The ritual, religious, social, political and philosophical connotations simultaneously expressed through the phases of the dance serve as a powerful reminder that a once-powerful Andean religion still exists. Some anthropologists believe the Scissor Dance tradition has its roots in the Taki Onqoy, an Andean religious movement that appeared in 1564 in the Chanka area (Ayacucho, Huancavelica and Abancay) in rebellion against Spanish colonial rule. According to Spanish chronicles, pre-Hispanic deities would possess the bodies of indigenous highlanders, enabling them to writhe in the feverish dance for hours or days, signaling a prophesy and prompting the return of the Old Gods to defeat of the Spanishs Christian God. But the goal to expel the Spanish invaders never materialized. The Spanish took drastic steps to stamp out the rebellion, which completely disappeared by 1572.

For danzak, nobody cries. Wamani is Wamani!


Jose Maria Arguedas, the Father of Peruvian Folklore, interpreted or more aptly translated the Quechua symbols and values embodied in the scissors dance in his classic short story La Agona de Rasu iti. The symbolism of the scissors dance, according to Arguedas, is a process of life, death and regeneration vis-a-vis the Wamani deities, as well as cosmic duality and also, very clearly a frenzied, violent rebellion against the foreign oppressor. Arguedas tale recounts the events of the afternoon preceding the death of a ritual scissors dancer, Pedro Huancayre, known as Rasu iti (he who crushes the snow). Rasu iti, as a ritual danzak, mediates spiritually between the Wamani mountain deities and his people in a small, nameless Quechua community. The anonymous narrator of the story explains this spiritual link: The genius of the danzak depends on who lives inside of him: the spirit of a mountain (Wamani); of a precipice whose silence is transparent; of a cave from which exits torrents of gold and condemned men consumed by flames.

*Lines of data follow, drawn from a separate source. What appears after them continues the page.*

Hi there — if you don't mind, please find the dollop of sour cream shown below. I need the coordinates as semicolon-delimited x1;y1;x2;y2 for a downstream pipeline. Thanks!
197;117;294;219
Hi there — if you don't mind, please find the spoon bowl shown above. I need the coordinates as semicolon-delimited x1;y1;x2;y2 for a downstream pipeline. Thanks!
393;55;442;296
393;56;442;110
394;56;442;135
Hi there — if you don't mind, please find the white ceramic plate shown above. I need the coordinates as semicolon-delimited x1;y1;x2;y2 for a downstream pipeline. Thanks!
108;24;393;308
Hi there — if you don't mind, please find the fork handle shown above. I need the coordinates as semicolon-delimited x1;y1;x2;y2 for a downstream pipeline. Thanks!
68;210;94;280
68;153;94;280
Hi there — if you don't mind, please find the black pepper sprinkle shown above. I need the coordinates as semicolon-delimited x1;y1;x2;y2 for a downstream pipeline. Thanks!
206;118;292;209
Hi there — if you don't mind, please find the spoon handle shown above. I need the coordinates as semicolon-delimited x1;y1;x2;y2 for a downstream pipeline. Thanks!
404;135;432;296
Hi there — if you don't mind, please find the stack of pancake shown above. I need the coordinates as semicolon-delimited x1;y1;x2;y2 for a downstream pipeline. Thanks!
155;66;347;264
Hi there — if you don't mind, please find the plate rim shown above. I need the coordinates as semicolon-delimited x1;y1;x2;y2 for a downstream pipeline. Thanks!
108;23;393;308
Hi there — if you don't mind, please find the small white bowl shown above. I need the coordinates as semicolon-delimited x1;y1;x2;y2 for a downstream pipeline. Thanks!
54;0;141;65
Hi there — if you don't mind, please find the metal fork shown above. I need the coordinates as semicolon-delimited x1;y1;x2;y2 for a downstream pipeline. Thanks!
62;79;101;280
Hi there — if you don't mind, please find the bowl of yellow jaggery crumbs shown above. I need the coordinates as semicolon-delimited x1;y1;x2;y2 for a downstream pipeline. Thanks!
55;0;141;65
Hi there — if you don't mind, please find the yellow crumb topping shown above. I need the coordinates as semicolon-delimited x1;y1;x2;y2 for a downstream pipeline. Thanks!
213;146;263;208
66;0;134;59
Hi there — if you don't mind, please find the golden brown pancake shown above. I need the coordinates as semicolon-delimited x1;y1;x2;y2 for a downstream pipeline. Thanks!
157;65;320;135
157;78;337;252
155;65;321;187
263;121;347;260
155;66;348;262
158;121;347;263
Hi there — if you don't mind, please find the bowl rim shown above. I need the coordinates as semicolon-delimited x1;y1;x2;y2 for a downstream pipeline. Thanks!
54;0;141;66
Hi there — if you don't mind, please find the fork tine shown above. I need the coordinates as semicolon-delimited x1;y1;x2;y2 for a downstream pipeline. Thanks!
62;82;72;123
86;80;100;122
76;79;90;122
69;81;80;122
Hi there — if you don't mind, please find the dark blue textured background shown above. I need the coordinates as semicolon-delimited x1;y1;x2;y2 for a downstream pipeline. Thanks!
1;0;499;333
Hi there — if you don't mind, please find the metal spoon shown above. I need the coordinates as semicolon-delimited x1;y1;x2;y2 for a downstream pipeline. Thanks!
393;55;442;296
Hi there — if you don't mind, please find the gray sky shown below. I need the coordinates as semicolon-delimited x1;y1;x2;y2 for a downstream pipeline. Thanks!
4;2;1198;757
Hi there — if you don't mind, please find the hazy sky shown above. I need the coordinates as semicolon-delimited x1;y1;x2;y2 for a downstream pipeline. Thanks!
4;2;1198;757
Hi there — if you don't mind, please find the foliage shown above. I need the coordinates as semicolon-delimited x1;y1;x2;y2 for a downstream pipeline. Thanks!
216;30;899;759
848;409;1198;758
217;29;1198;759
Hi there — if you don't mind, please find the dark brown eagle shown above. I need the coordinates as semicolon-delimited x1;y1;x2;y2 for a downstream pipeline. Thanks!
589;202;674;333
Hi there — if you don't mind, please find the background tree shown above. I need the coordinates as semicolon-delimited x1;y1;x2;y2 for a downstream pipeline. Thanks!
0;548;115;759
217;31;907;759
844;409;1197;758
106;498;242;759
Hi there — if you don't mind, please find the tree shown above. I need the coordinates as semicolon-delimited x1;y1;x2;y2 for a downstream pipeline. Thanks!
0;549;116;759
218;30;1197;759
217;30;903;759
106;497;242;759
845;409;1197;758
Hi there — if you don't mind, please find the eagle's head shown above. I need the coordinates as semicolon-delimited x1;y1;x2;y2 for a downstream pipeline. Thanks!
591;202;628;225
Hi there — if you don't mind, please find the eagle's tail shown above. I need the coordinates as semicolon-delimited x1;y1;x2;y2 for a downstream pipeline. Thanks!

Or the cascade of a river that falls from the height of a mountain range; or perhaps only a bird or a flying insect that knows the feeling of abysses, trees, ants, and the secret of the night For Rasu iti, the manifestation of the Wamani that imbues his spirit is a gray condor. As Rasu iti prepares for his final death dance the condor hovers over his head, visible only to him and his wife. Rasu iti goes through the trance-like phases of his dance. His frenzied movements align into sync with the spirit condor flying above him.

Slowly, the vision of the bird becomes visible to his young apprentice, Atok Sayku. The boy leaps to grasp Rasu itis scissors at the moment of his death. The apprentice feels the condor spirit enter his body and takes up the dance. Atok Sayku and Rasu itis youngest daughter, to whom the condor also is now visible, become the inheritors of ancestral knowledge and memory. The cycle of life continues. Rasu itis youngest daughter intones the final prophetic lines of the story. Danzak does not die, she says. For danzak, nobody cries. Wamani is Wamani! And so has the tradition of the scissors dance been passed down from one generation to the next, from master to apprentice. Although, with the advent of the 21st century, there are signs of change. Peruvian filmmaker Gabriela Yepes has a documentary in development, The Danzaq Kid, about how the tradition of Scissors Dancing is being taken up by a new generation of aspiring teenage dancers, most of whom now live in the coastal slums of Lima, where their families migrated to escape poverty and terrorism in the highlands. The film explores a larger global issue how can indigenous cultures adapt in a 21st century globalized world?